- Uber and Lyft reported strong results in their most recent earnings, but their stocks continue to slide.
- Investors say they’re worried about driver shortages and potential regulation, among other issues.
- Analysts say it will take some time for the companies to overcome headwinds.
- See more stories on Insider’s business page.
Uber and Lyft both made strong cases to the market last week that their businesses, battered by the pandemic last year, have turned a corner in 2021.
The companies saw ridership plummet early in the pandemic amid worldwide lockdowns, but are now avatars of the recovering US economy. Lyft’s revenue was up 7% from the previous quarter; Uber’s gross bookings in the first quarter was the best in the company’s history. And losses for both are down dramatically.
But despite earnings that confirmed the positive financial outlooks, investors haven’t responded the way you’d expect. Both Uber and Lyft saw their stocks decline after their reports came out to continue a downward slide. The stocks have lost 20% of their value in the last month, suggesting that recovery for Uber and Lyft is going to be much bumpier than it seems.
There are a few reasons for the sagging stock prices, analysts tell Insider. Monthly ridership is uneven, suggesting some riders are still wary of getting back on the apps. Drivers, too, haven’t returned to the apps. Uber and Lyft are also dealing with some regulatory worries, including recent comments by Biden administration officials that could signal another fight over worker classification.
It makes for a tricky time for the ride-hailing companies. Analysts remain bullish about their businesses overall — some even argue that we could see the share price for Uber double in value over the next 12 months. Yet the concerns that have weighed on the stocks could also persist, and their underlying causes may not go away soon.
“Ridesharing is recovering, but it’s at a relatively slow pace,” Mark Mahaney, an analyst at Evercore ISI, told Insider. “I still think the risk-reward is positively skewed here for these companies.”
The choppy nature of the recovery has clouded what is otherwise a bright picture. In one sense, both companies showed impressive turnarounds in the first quarter, and showed the clearest signs yet that Uber and Lyft may have weathered the worst economic effects of the pandemic. In the US and Canada, Uber did $1.9 billion in revenue, which isn’t too far below the revenue during the period last year of $2.1 billion.
But Uber’s successful quarter is not necessarily a strong sign for its core ride-hailing app. Its business has flipped heavily toward Uber Eats , with almost two-thirds of its revenue during the first quarter of 2021 coming from delivery, compared to 16% in the same period last year.
Improvements in their ride-hailing businesses will also not be a straight shot upward. For example, Lyft CEO Logan Green noted during the company’s call with analysts that the number of rides people took in April was actually down compared to March. Green chalked it up to typical seasonality, but Mahaney and other analysts noted it was a bit unexpected to see typical seasonality affecting a business that should be broadly improving amid a reopening of the economy and widely deployed vaccines. Lyft executives did note that they expected more drivers to come back in the coming weeks, which would result in ridership increasing in May and June.

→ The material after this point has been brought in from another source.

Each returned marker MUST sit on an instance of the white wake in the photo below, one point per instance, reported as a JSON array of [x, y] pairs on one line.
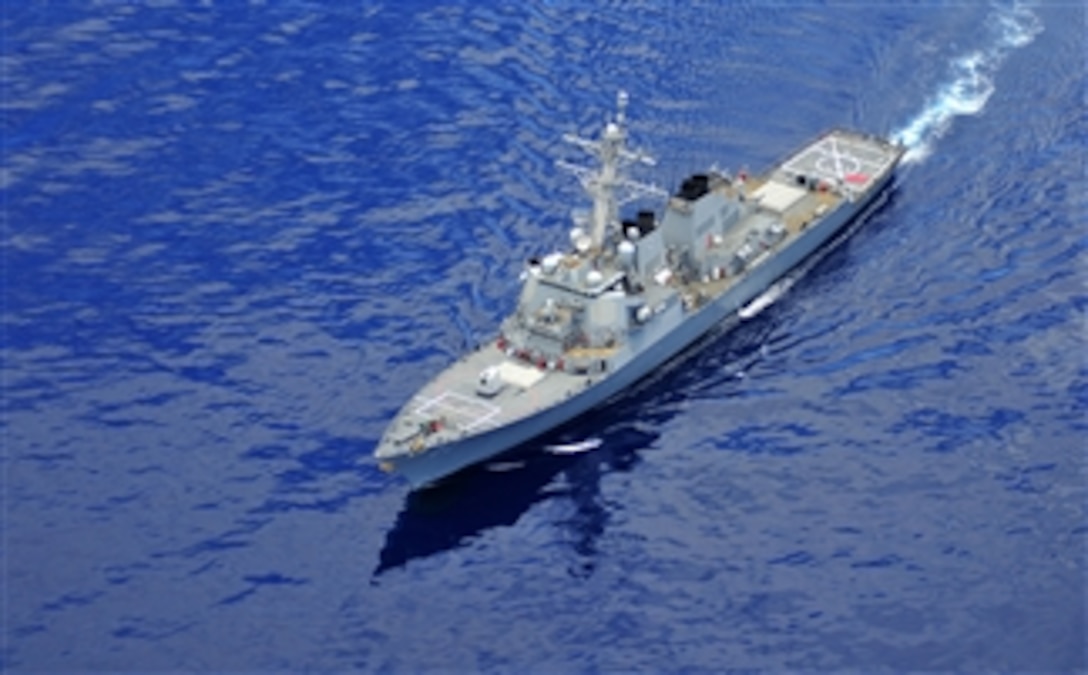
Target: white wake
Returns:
[[969, 83]]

Another issue is the specter of labor regulations. Late last month, US Labor Secretary Marty Walsh commented in an interview with Reuters that he believed gig workers should be classified as employees in “a lot of cases.” While the secretary didn’t comment specifically on any ride-hailing or delivery companies, shares of Uber, Lyft and DoorDash plummeted after his comments, some around 10% or more.
The worry was enough for Uber to take the unusual step of bringing its chief legal council, Tony West, onto the earnings call last week to try and assuage investors. It may have had the opposite effect; analysts peppered West with questions about Uber’s ability to fend off regulation. Despite the solid quarter, Uber’s stock was down 5% in after-hours trading. It has continued to slide along with the rest of the market.

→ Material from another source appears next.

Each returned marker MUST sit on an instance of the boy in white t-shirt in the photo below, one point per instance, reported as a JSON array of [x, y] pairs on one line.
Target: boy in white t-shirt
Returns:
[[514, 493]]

Analysts noted that Uber and Lyft’s stocks also reflect a larger bear market for the tech index, caused by worries about inflation, rising interest rates, chip shortages, and a weak jobs report in April. That last point is particularly acute for the Uber and Lyft, which have struggled to lure enough drivers back to their platforms to meet demand. Both Uber and Lyft executives spoke at length about the high demand from riders causing fares to spike, and in turn giving drivers big payouts.
Executives hoped that the lure of these big fares will be enough to fix that supply problem.

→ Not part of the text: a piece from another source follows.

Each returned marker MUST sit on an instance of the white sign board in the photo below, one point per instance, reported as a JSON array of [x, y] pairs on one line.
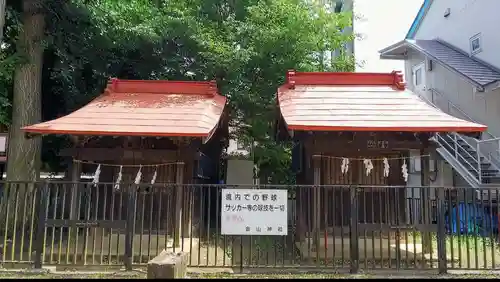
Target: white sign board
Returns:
[[254, 212]]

Green, the Lyft CEO, also said on last week’s earnings call that pandemic assistance programs, like expanded unemployment benefits, had caused headwinds for the company. He suggested that the end of those programs in the fall would likely alleviate some of the company’s problems.
The companies’ financial futures will be much clearer later this year. Both Uber and Lyft spent the pandemic offloading high cost businesses like self-driving technology units. That has cut down on their cash burn considerably. Lyft’s cash burn was down 60% in the quarter compared to last year.
Both companies say that later this year they should be posting profitable quarters. And analysts are expecting that once they cross that threshold they won’t be returning to their money losing days. Hitting that mark will go a long way to justifying the bullishness from analysts that these businesses are as strong as they seem.
If not, Uber, Lyft and the rest could be in for a bumpy ride.